Parte do que torna a música "Lithium" tão única, é que ela é baseada em uma progressão de acordes que é completamente atípica da composição tradicional do rock. Escrito na tonalidade em ré maior, a aversão de Cobain (ou falta de conhecimento sobre) teoria musical leva a uma série de acordes que normalmente não são considerados em uma progressão de ré maior, incluindo dó, lá# e fá. São acordes harmonicamente ambíguos: os acordes F# e B em uma progressão de Ré Maior são geralmente menores se estiverem aderindo à escala normal de Ré Maior, mas o uso exclusivo de Cobain de tônicas e quintas em seus dedilhados significa que os acordes podem ser maiores ou menores e muitas vezes atuam como pontos de pivô para mudanças rápidas de tom quando Cobain vai para o refrão ou à ponte da música. A progressão é altamente cromática, dando à canção sua estranha tensão.

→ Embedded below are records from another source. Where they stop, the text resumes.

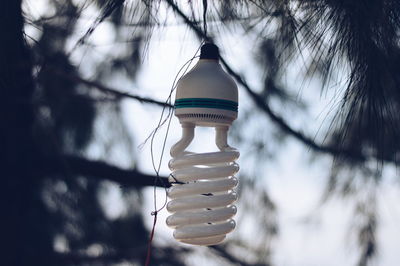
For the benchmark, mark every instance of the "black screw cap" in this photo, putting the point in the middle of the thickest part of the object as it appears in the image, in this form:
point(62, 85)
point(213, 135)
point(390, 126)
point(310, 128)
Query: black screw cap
point(209, 51)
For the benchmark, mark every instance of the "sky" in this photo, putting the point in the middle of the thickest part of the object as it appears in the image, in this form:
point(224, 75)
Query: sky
point(310, 233)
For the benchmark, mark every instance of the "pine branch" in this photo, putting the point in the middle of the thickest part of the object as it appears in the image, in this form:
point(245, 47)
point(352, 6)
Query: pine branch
point(108, 90)
point(262, 105)
point(74, 165)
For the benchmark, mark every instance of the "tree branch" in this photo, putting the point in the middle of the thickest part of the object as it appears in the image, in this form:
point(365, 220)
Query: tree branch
point(109, 90)
point(262, 105)
point(70, 164)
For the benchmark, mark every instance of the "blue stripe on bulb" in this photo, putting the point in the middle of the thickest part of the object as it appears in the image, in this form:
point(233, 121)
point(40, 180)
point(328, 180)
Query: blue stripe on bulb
point(206, 103)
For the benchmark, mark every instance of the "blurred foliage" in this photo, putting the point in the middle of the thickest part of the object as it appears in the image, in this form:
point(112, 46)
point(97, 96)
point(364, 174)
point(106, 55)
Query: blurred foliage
point(67, 222)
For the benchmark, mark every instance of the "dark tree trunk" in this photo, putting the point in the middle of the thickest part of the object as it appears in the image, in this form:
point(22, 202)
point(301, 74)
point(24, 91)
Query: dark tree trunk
point(25, 234)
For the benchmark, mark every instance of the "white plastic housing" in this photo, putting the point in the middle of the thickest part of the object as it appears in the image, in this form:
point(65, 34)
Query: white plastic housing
point(207, 81)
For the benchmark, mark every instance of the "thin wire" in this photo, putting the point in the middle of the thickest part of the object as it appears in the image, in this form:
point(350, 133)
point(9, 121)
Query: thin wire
point(205, 5)
point(152, 135)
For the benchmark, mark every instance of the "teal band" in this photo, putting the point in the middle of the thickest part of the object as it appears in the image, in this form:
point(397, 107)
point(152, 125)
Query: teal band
point(206, 103)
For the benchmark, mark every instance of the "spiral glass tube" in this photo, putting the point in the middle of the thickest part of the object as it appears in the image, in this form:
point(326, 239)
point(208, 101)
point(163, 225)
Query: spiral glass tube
point(202, 190)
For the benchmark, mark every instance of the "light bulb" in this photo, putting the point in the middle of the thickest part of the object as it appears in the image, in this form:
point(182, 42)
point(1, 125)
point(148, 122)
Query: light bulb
point(202, 184)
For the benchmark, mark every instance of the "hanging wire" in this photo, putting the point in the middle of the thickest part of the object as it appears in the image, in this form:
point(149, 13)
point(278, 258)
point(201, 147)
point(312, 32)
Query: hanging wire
point(205, 5)
point(151, 137)
point(161, 122)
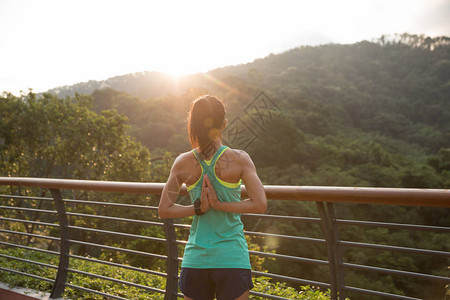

Liricamente, Cobain ilustra a história de uma pessoa cuja confusão e desolação, enraizada na perda de um ente querido, o leva a buscar qualquer coisa que o tire da escuridão. No entanto, assim como Cobain, esse indivíduo nunca é terrivelmente taciturno sobre a sua realidade e pode até fazer piadas sarcásticas e autodepreciativas, do tipo: “Estou tão feliz / Porque hoje encontrei os meus amigos / Eles estão na minha cabeça”. Afinal, mesmo quando o narrador está se quebrando mentalmente, sempre há tempo para colocar as coisas em perspectiva: “Estou tão excitado / Tudo bem, a minha vontade é boa”.

O termo “lítio” refere-se à droga estabilizadora do humor que muitas vezes é prescrita para indivíduos com transtorno bipolar, esquizofrenia ou outras condições extremas de saúde mental. Cobain relaciona o efeito da droga com o efeito de algumas formas de religião na deterioração do estado mental.


A história adolescente de Cobain ao cristianismo, quando numa época tinha saído de casa e estava dormindo na casa de um amigo cuja família era cristã e fez Cobain frequentar a igreja por um curto período, pode ou não ter inspirado diretamente a criação dessa música, mas certamente informou a sua visão de mundo e provavelmente estava em sua mente enquanto a escrevia.

Vale a pena notar que "Lithium" não é uma canção explicitamente antireligiosa. Na verdade, Cobain expressou ao escritor Michael Azerrad em seu livro, "Come as You Are: The Story of Nirvana" - biografia oficial esta lançada quando a banda estava em atividade: “Sempre achei que algumas pessoas deveriam ter religião em suas vidas e está tudo bem... Se vai salvar alguém, ótimo, e a pessoa na música 'Lithium' precisava disso”.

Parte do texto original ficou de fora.